Across the globe, the number of tigers in the wild has shrunk to fewer than 3,000.

With so many charities fighting for Australians’ attention, especially after the country’s recent bushfire disaster and the Covid-19 pandemic, it was increasingly difficult to get Aussies to connect with the tiger’s plight to raise donations.

Idea

The Empathy Experiment used the divisive medium of hypnosis to try and get viewers to understand what it’s like to be a hunted tiger in the wild. Six volunteers were induced into a deep state of hypnosis and made to believe they were a family of tigers.

One woman was led to believe she was the mother of five cubs. Under hypnosis she believed she had been trapped in a snare.

Her distress was real.

Our Thoughts

This four-minute film is startling in that the six participants really were tigers for a while.

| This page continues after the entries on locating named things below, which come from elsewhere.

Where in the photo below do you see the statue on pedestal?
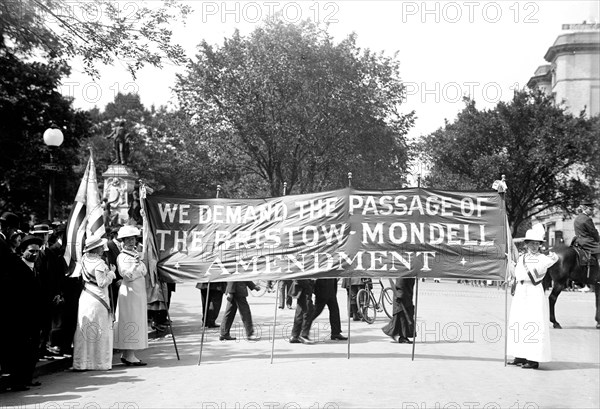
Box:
[106,120,131,165]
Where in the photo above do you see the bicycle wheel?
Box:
[356,289,377,324]
[381,287,394,318]
[248,280,269,297]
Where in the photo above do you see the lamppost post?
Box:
[44,123,64,223]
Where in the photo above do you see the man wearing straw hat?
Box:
[114,225,148,366]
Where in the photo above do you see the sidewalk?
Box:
[12,280,600,409]
[33,318,168,377]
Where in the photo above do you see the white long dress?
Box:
[114,250,148,350]
[73,253,115,370]
[507,253,558,362]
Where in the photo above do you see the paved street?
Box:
[0,281,600,409]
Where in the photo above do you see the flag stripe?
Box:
[64,154,106,271]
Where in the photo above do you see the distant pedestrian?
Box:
[311,278,348,341]
[196,283,226,328]
[114,226,148,366]
[382,278,416,344]
[2,235,43,391]
[219,281,260,341]
[290,280,315,344]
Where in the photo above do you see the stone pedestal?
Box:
[102,164,138,224]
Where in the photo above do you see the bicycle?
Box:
[249,280,276,297]
[356,279,394,324]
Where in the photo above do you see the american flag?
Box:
[64,152,106,276]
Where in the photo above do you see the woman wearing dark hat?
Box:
[507,225,558,369]
[2,235,43,391]
[114,225,148,366]
[73,236,115,371]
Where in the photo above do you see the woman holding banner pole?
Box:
[507,225,558,369]
[114,226,148,366]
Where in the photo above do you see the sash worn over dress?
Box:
[507,253,558,362]
[114,250,148,350]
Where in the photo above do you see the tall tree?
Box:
[0,54,90,219]
[175,19,413,196]
[418,90,600,233]
[0,0,190,77]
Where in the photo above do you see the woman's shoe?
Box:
[506,358,527,366]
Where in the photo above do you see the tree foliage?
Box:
[0,50,90,219]
[175,19,413,196]
[418,90,600,232]
[0,0,190,77]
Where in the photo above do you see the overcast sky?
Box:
[62,0,599,137]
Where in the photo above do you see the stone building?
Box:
[527,22,600,246]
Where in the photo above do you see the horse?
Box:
[542,244,600,329]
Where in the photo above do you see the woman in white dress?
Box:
[114,226,148,366]
[73,236,115,371]
[508,225,558,369]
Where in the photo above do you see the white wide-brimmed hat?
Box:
[525,224,546,242]
[117,225,140,239]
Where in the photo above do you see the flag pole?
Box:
[496,175,512,366]
[271,182,287,364]
[346,172,352,359]
[198,281,210,365]
[198,185,221,365]
[411,182,421,361]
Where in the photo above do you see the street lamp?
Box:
[44,123,64,223]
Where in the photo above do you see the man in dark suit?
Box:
[311,278,348,341]
[382,278,416,344]
[219,281,260,341]
[290,280,314,344]
[196,283,225,328]
[105,225,123,311]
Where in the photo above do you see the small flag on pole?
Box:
[64,152,106,276]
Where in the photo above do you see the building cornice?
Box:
[544,30,600,63]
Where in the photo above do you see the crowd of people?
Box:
[0,205,600,391]
[0,212,159,391]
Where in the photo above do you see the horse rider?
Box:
[573,202,600,265]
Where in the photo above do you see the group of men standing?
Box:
[0,212,80,391]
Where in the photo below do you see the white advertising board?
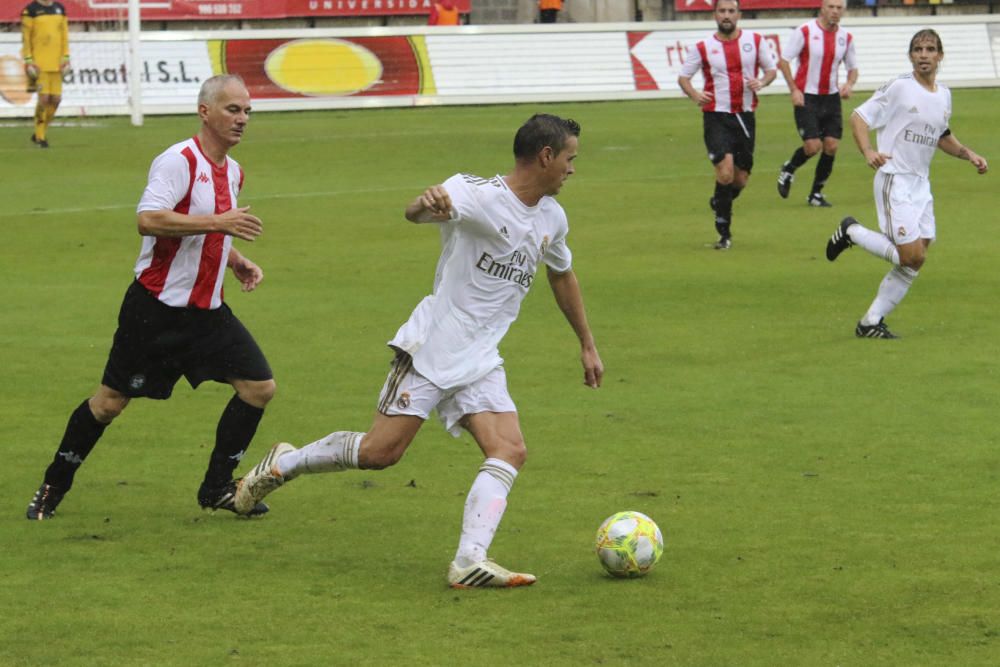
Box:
[0,15,1000,117]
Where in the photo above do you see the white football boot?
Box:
[233,442,295,514]
[448,560,535,588]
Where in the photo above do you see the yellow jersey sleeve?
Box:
[21,2,69,72]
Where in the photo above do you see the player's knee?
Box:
[87,395,129,424]
[236,380,278,408]
[358,448,406,470]
[487,438,528,470]
[358,432,410,470]
[506,440,528,470]
[897,243,927,271]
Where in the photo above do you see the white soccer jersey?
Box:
[781,19,858,95]
[135,137,243,310]
[681,30,777,113]
[389,174,573,389]
[854,73,951,178]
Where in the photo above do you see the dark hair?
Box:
[907,28,944,55]
[514,113,580,160]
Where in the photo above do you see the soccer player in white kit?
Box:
[826,29,988,338]
[778,0,858,207]
[236,114,604,588]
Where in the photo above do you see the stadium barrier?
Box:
[0,15,1000,118]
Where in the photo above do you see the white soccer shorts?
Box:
[874,171,937,246]
[378,354,517,438]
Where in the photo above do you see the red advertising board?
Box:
[0,0,472,23]
[674,0,821,12]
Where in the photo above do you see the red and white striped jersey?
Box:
[681,30,777,113]
[782,19,858,95]
[135,137,243,310]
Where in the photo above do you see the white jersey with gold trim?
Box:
[389,174,572,389]
[854,73,951,178]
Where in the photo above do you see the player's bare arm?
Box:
[778,58,806,107]
[851,111,892,169]
[138,206,264,241]
[405,185,451,222]
[938,134,989,174]
[226,248,264,292]
[677,76,713,107]
[548,269,604,389]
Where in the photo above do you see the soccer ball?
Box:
[596,512,663,578]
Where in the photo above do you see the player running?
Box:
[826,29,988,338]
[778,0,858,207]
[236,114,604,588]
[677,0,778,250]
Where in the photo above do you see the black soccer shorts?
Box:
[702,111,757,173]
[793,93,844,139]
[102,281,273,399]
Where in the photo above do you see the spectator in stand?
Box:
[538,0,562,23]
[427,0,462,25]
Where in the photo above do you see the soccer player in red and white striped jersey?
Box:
[778,0,858,207]
[677,0,777,250]
[27,75,275,520]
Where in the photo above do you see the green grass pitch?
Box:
[0,90,1000,667]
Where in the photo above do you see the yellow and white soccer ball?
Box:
[596,511,663,578]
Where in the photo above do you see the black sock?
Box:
[202,395,264,488]
[812,153,835,194]
[781,146,812,174]
[45,399,108,493]
[715,181,733,236]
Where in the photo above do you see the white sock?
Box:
[847,225,899,266]
[278,431,364,481]
[455,458,517,567]
[861,266,918,326]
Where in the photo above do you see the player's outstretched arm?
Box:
[404,185,451,222]
[938,133,989,174]
[226,248,264,292]
[851,111,892,169]
[137,206,264,241]
[548,269,604,389]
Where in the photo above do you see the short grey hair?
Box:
[198,74,246,106]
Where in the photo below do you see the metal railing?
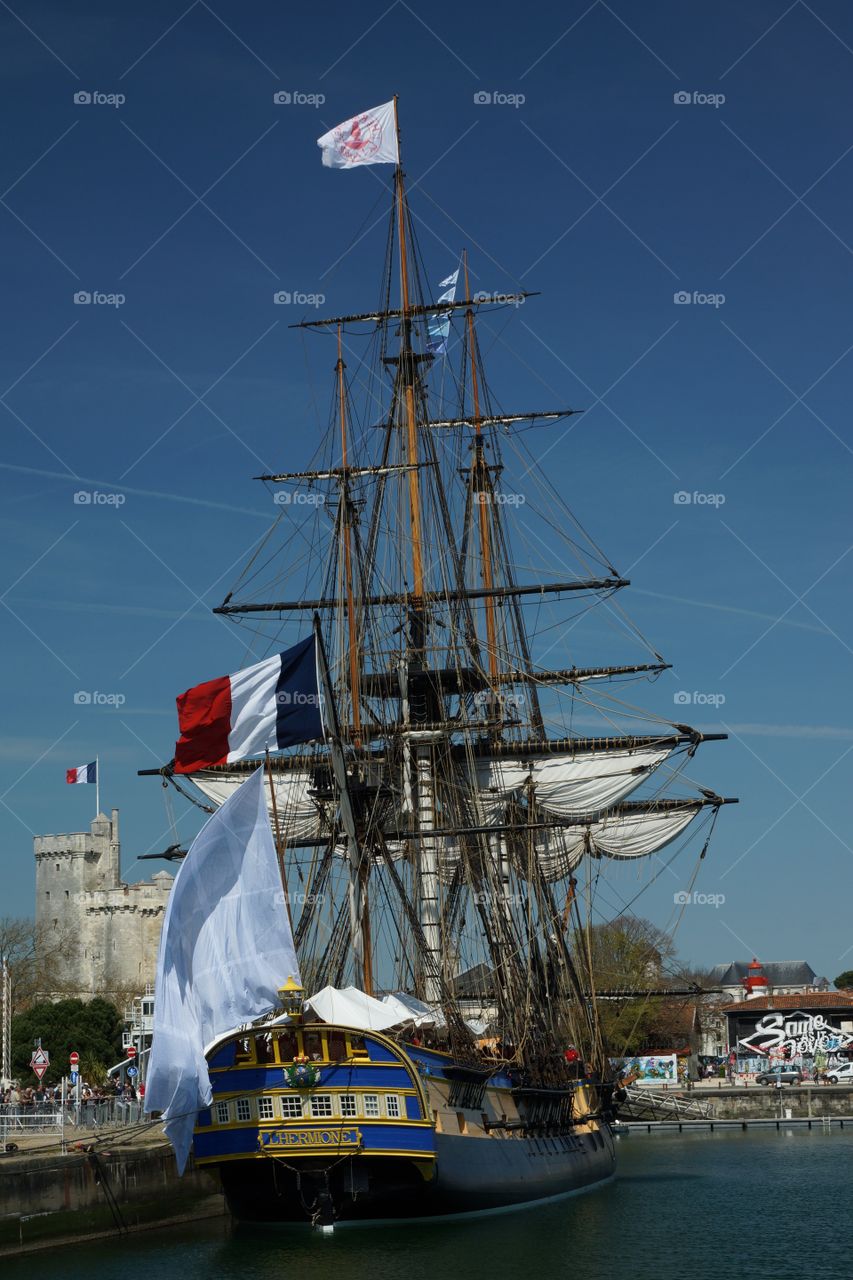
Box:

And the anguish and panic of the ‘mother’ is both credible and convincing.

The problem, of course, is that under cover of Covid-19, poaching has doubled in India There are no tourists to deter hunters.

Added to that, incomes have collapsed so indigenous peoples may feel they have no alternatives. The animals themselves have been fooled into wandering into unsafe areas because there are fewer humans there. It seems coronavirus could be responsible for more than one extinction.